The Memory Band calls itself an English folk “supergroup”: perhaps this is somewhat justified, given the fact that most of its members come from other, more established bands. On the other hand, there’s nothing the least bit super about their second full-length and U.S. debut, Apron Strings, which sounds as though it was the last priority for every artist involved. Among those putting in appearances here are Adem Ilhan (of Fridge and solo fame), Jennymay Logan (Elysian Quartet), Al Doyle (Hot Chip), and Simon Lord (ex-Simian). The group’s clear frontman, however, is Stephen Cracknell, whose resumé includes electronica work as Gorodisch and a stint as bassist for Badly Drawn Boy. Despite Cracknell’s dominant presence, the various threads gathered together on Apron Strings fail to cohere.
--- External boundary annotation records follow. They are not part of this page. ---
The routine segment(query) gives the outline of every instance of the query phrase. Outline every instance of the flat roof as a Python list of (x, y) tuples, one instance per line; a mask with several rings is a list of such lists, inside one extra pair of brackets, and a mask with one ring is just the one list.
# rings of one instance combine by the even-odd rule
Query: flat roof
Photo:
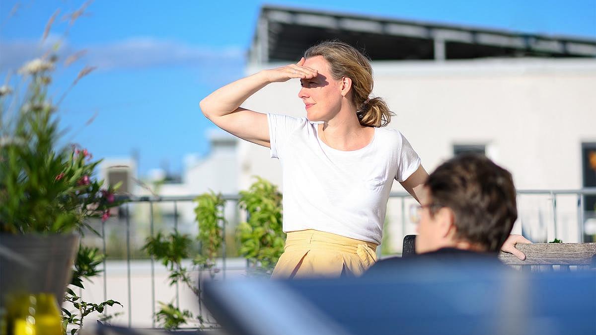
[(596, 57), (596, 39), (589, 38), (264, 5), (249, 59), (294, 61), (309, 46), (336, 39), (372, 60)]

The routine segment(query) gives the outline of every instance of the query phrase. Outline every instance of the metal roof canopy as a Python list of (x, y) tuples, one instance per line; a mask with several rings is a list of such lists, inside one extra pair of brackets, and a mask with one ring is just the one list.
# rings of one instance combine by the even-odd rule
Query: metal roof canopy
[(482, 57), (596, 57), (596, 40), (552, 36), (266, 5), (251, 61), (293, 61), (309, 46), (337, 39), (373, 60)]

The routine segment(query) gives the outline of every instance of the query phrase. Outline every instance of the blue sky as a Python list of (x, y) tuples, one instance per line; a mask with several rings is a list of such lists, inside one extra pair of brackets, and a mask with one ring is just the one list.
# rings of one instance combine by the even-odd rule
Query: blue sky
[[(178, 173), (185, 154), (206, 154), (206, 130), (213, 126), (201, 114), (198, 101), (242, 76), (263, 2), (96, 1), (69, 28), (62, 18), (83, 3), (0, 0), (2, 77), (58, 41), (63, 60), (86, 50), (77, 62), (58, 67), (54, 77), (52, 90), (59, 96), (85, 66), (98, 67), (61, 106), (67, 139), (95, 157), (128, 157), (138, 150), (141, 175), (163, 166)], [(596, 0), (265, 3), (596, 39)], [(40, 46), (46, 23), (58, 8)]]

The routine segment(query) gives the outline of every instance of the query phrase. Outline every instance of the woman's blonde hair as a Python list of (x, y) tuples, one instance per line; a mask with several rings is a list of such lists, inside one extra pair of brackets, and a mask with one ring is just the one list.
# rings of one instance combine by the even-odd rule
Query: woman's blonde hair
[(334, 79), (352, 79), (352, 103), (360, 124), (369, 127), (386, 126), (393, 115), (381, 98), (369, 98), (372, 92), (372, 68), (368, 59), (353, 46), (339, 41), (327, 41), (309, 48), (304, 57), (322, 56), (329, 63)]

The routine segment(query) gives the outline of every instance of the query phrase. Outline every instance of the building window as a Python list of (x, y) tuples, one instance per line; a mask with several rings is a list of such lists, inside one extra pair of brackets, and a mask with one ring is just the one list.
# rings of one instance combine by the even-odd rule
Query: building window
[[(582, 170), (583, 187), (596, 187), (596, 142), (582, 144)], [(586, 218), (596, 217), (596, 196), (583, 198)]]
[(454, 144), (453, 145), (454, 156), (470, 153), (486, 154), (486, 145), (485, 144)]

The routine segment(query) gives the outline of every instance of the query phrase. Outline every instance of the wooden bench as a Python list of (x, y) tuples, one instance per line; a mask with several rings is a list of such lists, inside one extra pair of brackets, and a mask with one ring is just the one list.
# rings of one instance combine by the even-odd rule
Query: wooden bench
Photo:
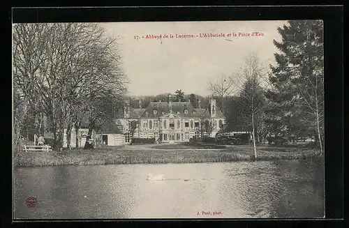
[(34, 146), (34, 145), (24, 145), (24, 151), (52, 151), (51, 146), (50, 145), (43, 145), (43, 146)]

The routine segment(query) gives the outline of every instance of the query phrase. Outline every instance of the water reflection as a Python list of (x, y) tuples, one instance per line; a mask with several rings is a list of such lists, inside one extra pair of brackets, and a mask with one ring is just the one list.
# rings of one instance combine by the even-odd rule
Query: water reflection
[[(165, 180), (147, 181), (149, 173)], [(315, 161), (20, 168), (15, 218), (321, 218), (323, 190)]]

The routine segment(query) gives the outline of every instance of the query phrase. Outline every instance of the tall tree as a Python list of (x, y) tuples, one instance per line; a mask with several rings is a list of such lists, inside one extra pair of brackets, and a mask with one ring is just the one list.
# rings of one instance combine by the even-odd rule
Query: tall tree
[(184, 98), (184, 92), (183, 92), (181, 89), (177, 89), (174, 93), (176, 93), (176, 100), (178, 101), (182, 100)]
[[(275, 89), (269, 98), (294, 119), (291, 125), (309, 128), (323, 152), (324, 70), (322, 22), (289, 21), (278, 28), (282, 40), (274, 40), (279, 52), (276, 66), (271, 66), (270, 82)], [(297, 122), (296, 122), (297, 121)], [(292, 127), (292, 126), (291, 126)], [(297, 130), (296, 128), (296, 130)]]
[(237, 81), (244, 81), (240, 87), (237, 112), (242, 125), (240, 127), (252, 132), (255, 158), (257, 158), (256, 132), (262, 127), (260, 125), (262, 121), (261, 116), (266, 107), (260, 79), (264, 73), (258, 54), (251, 53), (246, 58), (244, 66), (235, 77)]
[(70, 146), (71, 129), (79, 126), (74, 122), (86, 112), (105, 109), (97, 108), (96, 98), (112, 90), (122, 98), (125, 82), (114, 40), (98, 24), (15, 24), (13, 43), (16, 91), (24, 100), (39, 101), (40, 112), (50, 119), (56, 150), (63, 146), (64, 130)]
[(216, 77), (213, 82), (209, 83), (209, 90), (212, 96), (217, 96), (221, 100), (221, 110), (224, 114), (224, 98), (232, 95), (235, 89), (235, 82), (232, 77), (221, 75)]

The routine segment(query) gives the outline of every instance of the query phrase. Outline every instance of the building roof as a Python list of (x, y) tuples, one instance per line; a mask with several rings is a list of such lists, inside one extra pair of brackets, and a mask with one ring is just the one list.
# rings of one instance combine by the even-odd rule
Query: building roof
[[(151, 102), (143, 111), (141, 118), (159, 118), (172, 110), (173, 114), (182, 117), (200, 117), (205, 109), (195, 109), (188, 102)], [(188, 113), (184, 112), (188, 110)], [(156, 111), (156, 112), (154, 112)]]
[[(188, 110), (188, 112), (184, 112)], [(156, 111), (156, 112), (154, 112)], [(130, 119), (157, 119), (172, 112), (186, 118), (210, 118), (209, 109), (194, 108), (189, 102), (151, 102), (145, 109), (130, 107)], [(216, 118), (225, 118), (222, 112), (216, 110)]]
[(130, 108), (130, 119), (138, 119), (144, 112), (145, 109)]

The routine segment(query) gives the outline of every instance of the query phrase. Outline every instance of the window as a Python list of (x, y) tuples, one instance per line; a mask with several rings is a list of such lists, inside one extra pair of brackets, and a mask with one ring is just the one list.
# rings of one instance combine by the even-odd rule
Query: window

To what extent The Memory Band can really be labeled “folk” is debatable: despite the fact that they rely primarily upon acoustic instrumentation (with some electronically-aided production and percussion loops) and cover some traditional material, they seem more aligned with a tepid current of “respectable” British pop. Their takes on traditional British folk tunes (“Blackwaterside,” “Green Grows the Laurel”) are curiously sterile and unenthusiastic, while Cracknell’s acoustic originals sound like throwaway impromptu sessions recorded down at the local pub. That brings us to the covers, which aren’t particularly folk-friendly either. Cracknell and Co. transform Rotary Connection’s “Want You To Know” (the band also takes its name from the Rotary Connection track “Memory Band”) into a bloodless and syrupy acoustic ballad, and a similar procedure is applied to Carly Simon’s “Why.” Apron Strings’s final and best track is a take on Ronnie Lane’s “The Poacher,” which benefits from a fuller arrangement than most of the album and sticks fairly close to the original.
The Memory Band is clearly Stephen Cracknell’s project, and Apron Strings, despite the talent of the supporting players, can’t overcome his limitations in songwriting and his lack of musical vision. The album feels like the work of a loose-knit collective without any real guiding force, the product of a bunch of friends recording for their own pleasure in their spare time, and without much concern for the end result.